Wednesday, April 01, 2009

Menschen! Alles doch nur Menschen!

Mein erster Tag in der Welt der Spieleentwickler. Alles Zauberer hier, nicht? Alle sprechen Japanisch, aber ansonsten schauen sie ganz erstaunlich alltaeglich aus. Meine groesste Waffe, gefaelschtes Understatement, rennt offene Tueren ein: Niemand nimmt besonders Notiz von dem neuen Blondschopf. Der andere in der 80 Mann starken Bande (+ 3 Frauen) hat sich schon eine Glatze rasiert. Steht mir das auch bevor?

Ich werde herumgefuehrt, nehme an einem Meeting teil, bekomme eine Maschine. Spannung steigt ... und faellt: Eine brave Kiste, gute Graphikkarte von vor 18 Monaten. Tastatur: very basic. "Kauf dir gerne eine bessere." - "Aha, wieviel darf sie denn kosten?" - "Soviel du willst, es ist ja deine!" - wunderbar. Aber ich werde es tatsaechlich tun, Tastaturen sind moderne Fuellfederhalter: Man laesst sich sein Familienwappen eingravieren und was immer auch geschieht, man gibt sie nie wieder her.

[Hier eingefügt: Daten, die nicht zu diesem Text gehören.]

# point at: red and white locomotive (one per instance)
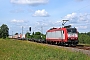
(65, 35)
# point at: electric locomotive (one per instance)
(63, 36)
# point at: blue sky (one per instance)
(41, 15)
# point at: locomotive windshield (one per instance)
(71, 30)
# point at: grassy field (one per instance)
(25, 50)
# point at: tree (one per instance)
(16, 33)
(27, 34)
(4, 31)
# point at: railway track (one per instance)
(84, 47)
(79, 48)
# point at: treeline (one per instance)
(84, 38)
(4, 31)
(36, 35)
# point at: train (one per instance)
(62, 36)
(65, 35)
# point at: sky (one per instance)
(42, 15)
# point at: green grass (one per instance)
(25, 50)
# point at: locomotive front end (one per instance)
(72, 36)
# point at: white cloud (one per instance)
(30, 2)
(82, 27)
(79, 0)
(77, 17)
(17, 21)
(41, 13)
(70, 16)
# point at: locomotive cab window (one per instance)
(71, 30)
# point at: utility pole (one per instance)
(12, 34)
(22, 30)
(64, 21)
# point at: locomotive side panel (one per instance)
(57, 35)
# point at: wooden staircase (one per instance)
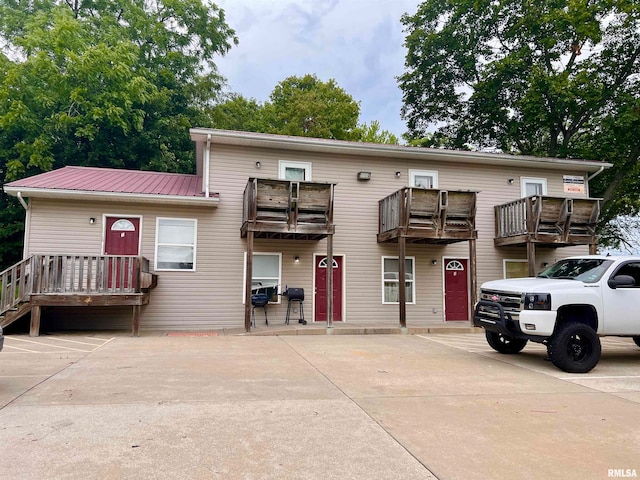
(17, 286)
(74, 280)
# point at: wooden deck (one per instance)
(547, 221)
(74, 280)
(284, 209)
(427, 216)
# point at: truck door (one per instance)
(621, 312)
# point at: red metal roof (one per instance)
(91, 179)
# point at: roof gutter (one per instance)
(112, 196)
(24, 204)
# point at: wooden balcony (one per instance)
(284, 209)
(74, 280)
(427, 216)
(547, 221)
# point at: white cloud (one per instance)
(356, 42)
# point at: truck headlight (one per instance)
(537, 301)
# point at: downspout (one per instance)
(206, 167)
(27, 225)
(595, 174)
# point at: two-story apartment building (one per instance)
(105, 238)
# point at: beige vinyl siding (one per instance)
(356, 220)
(211, 297)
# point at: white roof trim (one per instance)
(263, 140)
(112, 196)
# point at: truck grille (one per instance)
(511, 302)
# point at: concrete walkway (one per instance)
(308, 407)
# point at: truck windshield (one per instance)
(587, 270)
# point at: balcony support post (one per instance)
(330, 281)
(473, 274)
(248, 283)
(531, 258)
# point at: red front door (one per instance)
(122, 237)
(320, 301)
(456, 290)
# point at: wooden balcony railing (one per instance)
(287, 209)
(427, 216)
(90, 274)
(546, 220)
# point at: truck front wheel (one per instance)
(574, 348)
(504, 343)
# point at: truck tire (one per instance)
(574, 348)
(504, 343)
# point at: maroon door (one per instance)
(122, 237)
(320, 301)
(456, 290)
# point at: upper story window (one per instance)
(297, 171)
(176, 244)
(533, 186)
(423, 178)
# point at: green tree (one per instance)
(308, 107)
(237, 113)
(104, 83)
(540, 78)
(373, 133)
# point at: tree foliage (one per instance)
(103, 83)
(300, 106)
(556, 78)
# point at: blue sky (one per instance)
(356, 42)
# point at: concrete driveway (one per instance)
(307, 407)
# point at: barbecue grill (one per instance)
(295, 295)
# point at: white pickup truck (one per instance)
(567, 307)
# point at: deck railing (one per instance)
(439, 213)
(558, 219)
(90, 274)
(287, 206)
(16, 284)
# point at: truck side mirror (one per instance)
(621, 281)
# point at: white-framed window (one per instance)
(176, 243)
(288, 170)
(390, 279)
(266, 275)
(515, 268)
(533, 186)
(423, 178)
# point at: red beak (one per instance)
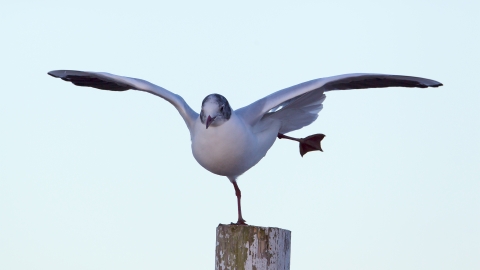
(210, 120)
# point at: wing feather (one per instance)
(298, 105)
(107, 81)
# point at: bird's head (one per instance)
(215, 110)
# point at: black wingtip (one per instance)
(55, 73)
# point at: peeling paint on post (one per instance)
(252, 248)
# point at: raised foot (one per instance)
(311, 143)
(239, 222)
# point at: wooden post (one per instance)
(252, 248)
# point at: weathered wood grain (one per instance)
(252, 248)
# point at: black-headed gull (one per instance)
(229, 142)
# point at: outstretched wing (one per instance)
(107, 81)
(298, 106)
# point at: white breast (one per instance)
(228, 150)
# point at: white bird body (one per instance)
(232, 148)
(228, 142)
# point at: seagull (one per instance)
(229, 142)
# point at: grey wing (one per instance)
(299, 105)
(107, 81)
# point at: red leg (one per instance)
(238, 193)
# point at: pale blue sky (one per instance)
(93, 179)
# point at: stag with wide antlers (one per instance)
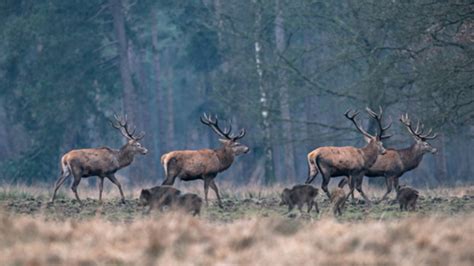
(348, 161)
(102, 162)
(396, 162)
(204, 164)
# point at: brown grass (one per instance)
(181, 239)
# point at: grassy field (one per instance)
(251, 229)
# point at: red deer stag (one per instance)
(395, 162)
(102, 162)
(348, 161)
(204, 164)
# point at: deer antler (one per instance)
(121, 123)
(378, 117)
(226, 133)
(351, 117)
(418, 132)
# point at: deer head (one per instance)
(419, 136)
(377, 139)
(227, 139)
(133, 145)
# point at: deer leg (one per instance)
(117, 183)
(206, 190)
(310, 205)
(77, 180)
(169, 181)
(351, 187)
(389, 182)
(214, 187)
(101, 187)
(324, 185)
(58, 184)
(359, 188)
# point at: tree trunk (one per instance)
(288, 148)
(269, 175)
(170, 135)
(441, 170)
(159, 98)
(129, 93)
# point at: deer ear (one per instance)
(367, 139)
(146, 192)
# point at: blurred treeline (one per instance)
(285, 70)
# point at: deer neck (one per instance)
(225, 156)
(125, 156)
(411, 157)
(370, 153)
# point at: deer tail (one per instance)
(164, 162)
(65, 167)
(312, 166)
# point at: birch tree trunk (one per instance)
(288, 148)
(129, 93)
(159, 93)
(269, 174)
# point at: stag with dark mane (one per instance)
(102, 162)
(204, 164)
(395, 162)
(348, 161)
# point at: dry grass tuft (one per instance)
(177, 238)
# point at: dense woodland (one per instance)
(284, 70)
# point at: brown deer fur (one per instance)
(299, 195)
(407, 197)
(338, 199)
(395, 162)
(347, 161)
(204, 164)
(102, 162)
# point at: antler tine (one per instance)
(228, 130)
(214, 125)
(352, 118)
(348, 116)
(378, 117)
(435, 135)
(122, 125)
(372, 113)
(241, 134)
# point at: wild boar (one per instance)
(299, 195)
(189, 202)
(338, 200)
(159, 196)
(407, 197)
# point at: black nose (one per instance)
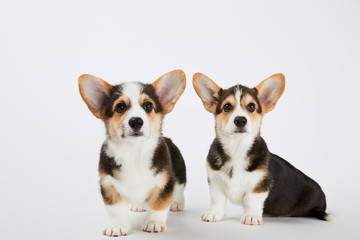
(240, 121)
(136, 123)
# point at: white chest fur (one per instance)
(136, 179)
(233, 178)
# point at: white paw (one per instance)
(212, 216)
(176, 207)
(154, 226)
(117, 229)
(138, 208)
(248, 219)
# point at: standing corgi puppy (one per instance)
(138, 166)
(239, 165)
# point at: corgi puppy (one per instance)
(239, 165)
(138, 166)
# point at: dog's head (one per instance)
(239, 110)
(132, 110)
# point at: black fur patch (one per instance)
(116, 92)
(293, 193)
(258, 155)
(150, 91)
(168, 189)
(168, 157)
(217, 158)
(224, 93)
(107, 164)
(177, 161)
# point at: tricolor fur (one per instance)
(239, 165)
(139, 168)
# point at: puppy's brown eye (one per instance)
(120, 107)
(147, 106)
(227, 107)
(251, 107)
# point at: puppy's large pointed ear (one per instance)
(207, 90)
(95, 92)
(169, 87)
(270, 90)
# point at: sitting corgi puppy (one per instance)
(239, 165)
(138, 166)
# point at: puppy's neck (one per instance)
(236, 147)
(132, 150)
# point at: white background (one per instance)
(50, 141)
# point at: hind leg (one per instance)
(178, 200)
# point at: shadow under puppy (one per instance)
(239, 165)
(138, 166)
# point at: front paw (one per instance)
(249, 219)
(153, 226)
(212, 216)
(117, 229)
(138, 208)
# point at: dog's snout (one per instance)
(136, 123)
(240, 121)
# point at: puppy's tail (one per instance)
(321, 214)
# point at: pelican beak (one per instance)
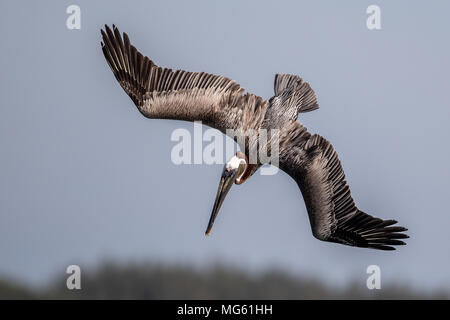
(226, 181)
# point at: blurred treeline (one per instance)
(162, 281)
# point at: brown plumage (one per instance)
(221, 103)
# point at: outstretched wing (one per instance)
(312, 162)
(180, 95)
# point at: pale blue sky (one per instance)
(83, 176)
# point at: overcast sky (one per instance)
(84, 177)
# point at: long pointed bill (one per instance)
(226, 181)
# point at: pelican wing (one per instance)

Ich war auf Hoellengewitter gefasst. Gesammelte Erzaehlungen in meinem Kopf ueber katastrophale Arbeitsbedingungen in Japan (200% unbezahlte Ueberstunden, Gehalt mit 3 Monaten Verspaetung), und die Realitaet dagegen noch voellig wehrlos auf einer kurzen Wartebank in der Zukunft. Doch dann .. laesst man mich einfach erstmal ankommen.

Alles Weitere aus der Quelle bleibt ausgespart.